(NOTE: Here is a description of the main characters in the story. They were placed throughout the story in the original pulp. They have now been placed at the end of the story, so as not to interrupt the flow of the narrative.)
Under the guise of adventurer, world-traveler, collector of various treasures, Cecil Armsbury has been successful in accomplishing a masterful plot of crookedness. The victims of his evil are not aware of his treachery — not yet. But there is a time for reckoning, and Cecil Armsbury plans for such a time.
From within his own home, he acts as the master mind of this vast plot. He foresees all contingencies; he realizes the difficulty of the task which he undertakes. But his evil mind is equal to all the situations, and his cunning sufficient to bring to him aides who carry out orders to the letter.
A master crook in his own right, Duke Larrin attempts to take advantage of another master crook — and there results the most deadly combination of wickedness possible. One is a schemer beyond reproach; the other is a crook of international reputation who is looking for new territory, new means of crime.
Duke Larrin and Cecil Armsbury, two of a kind! They pool their experience, and out of it comes a plot that is bigger than anything any single crook could imagine. The idea is perfect; the system they plan is foolproof. They account for everything — everything except The Shadow!
Of all The Shadow’s agents, Harry Vincent is probably the most important. It was Harry Vincent who aided The Living Shadow, long ago, in his battle against the gang of diamond thieves. But that was only after The Shadow had saved Vincent when he was on the brink of death, and thus won his everlasting loyalty and subservience.
Vincent, as the dean of The Shadow’s agents, is worthy of his post. Quick-thinking, fast-acting, impressive-looking — that is Harry Vincent. He follows orders, and when necessary, is able to do his own thinking, a requirement essential to all agents of The Shadow.
Another lieutenant of the master crooks. Fingers and Brodie Brodan are both serving the same purpose — doing the work “up front” while the masters do their plotting behind the scenes.
One of gangland’s big shots, is only an incidental lieutenant in this campaign of great crime. Nevertheless, upon him rests much of the success of this crookery.
Although The Shadow is not an officer of the law, he fights for the law at all times, and, indirectly, is the law’s most effective agent. There was a time when the police did not believe in The Shadow, when the name was accounted as nothing more than a myth. Even today, officially, there is no such name on the police rolls. In all reports, it is a “person unknown” who does something which brings the police on the trail.
But to Joe Cardona, ace detective of the New York force, The Shadow is real.
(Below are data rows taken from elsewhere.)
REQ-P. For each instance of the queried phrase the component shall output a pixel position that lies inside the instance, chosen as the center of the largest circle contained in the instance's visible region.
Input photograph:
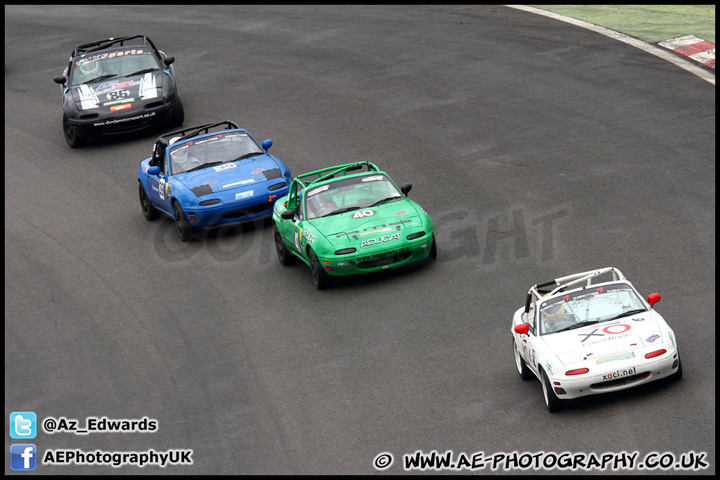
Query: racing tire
(552, 403)
(320, 277)
(149, 212)
(184, 229)
(71, 136)
(522, 369)
(286, 258)
(178, 114)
More than once Cardona’s life has been saved by this master fighter; more than one baffling case has been “solved” by the police because The Shadow set the scene, gave Cardona the tip, and let this ace detective win new laurels by making a marvelous “catch.” Joe Cardona knows he owes everything, including his life, to The Shadow.
To the underworld, Cliff Marsland is a free-lance fighter, a gunman of high repute. He owes allegiance to no gang; his nerve, his gun-fighting ability, make him a man in demand when big jobs are planned; and his price is high.
Cliff Marsland has a reputation. He was in the Big House on a murder charge; he has dozens of crimes accredited to him.
But what the underworld does not know is that the murder charge Cliff took was lifted from the shoulders of another, and that the crimes credited to him are all trumped up. And also, that this free-lance fighter who owes allegiance to no gang is an agent of The Shadow, enemy of gangdom, and uses his built-up reputation in order to maintain contact between the chiefs of the underworld and the king of crime avengers — The Shadow!
As a newspaperman, Clyde Burke is a wizard. All sources of news are open to him; his “scoops” have made him in demand by every paper in the country. Clyde serves faithfully on the Classic, leaving his occupation only when duty calls him elsewhere.
That duty, by the way, is not imposed by his newspaper superiors, but by someone else — by The Shadow. For Clyde Burke, who was once down-and-out, ready to give up entirely, was rescued by The Shadow. The master who saved his life now calls it his own, to be offered up if need be. But The Shadow’s agents, though they risk their lives continuously, also have the protection of their master, the man who wastes no lives, but saves many.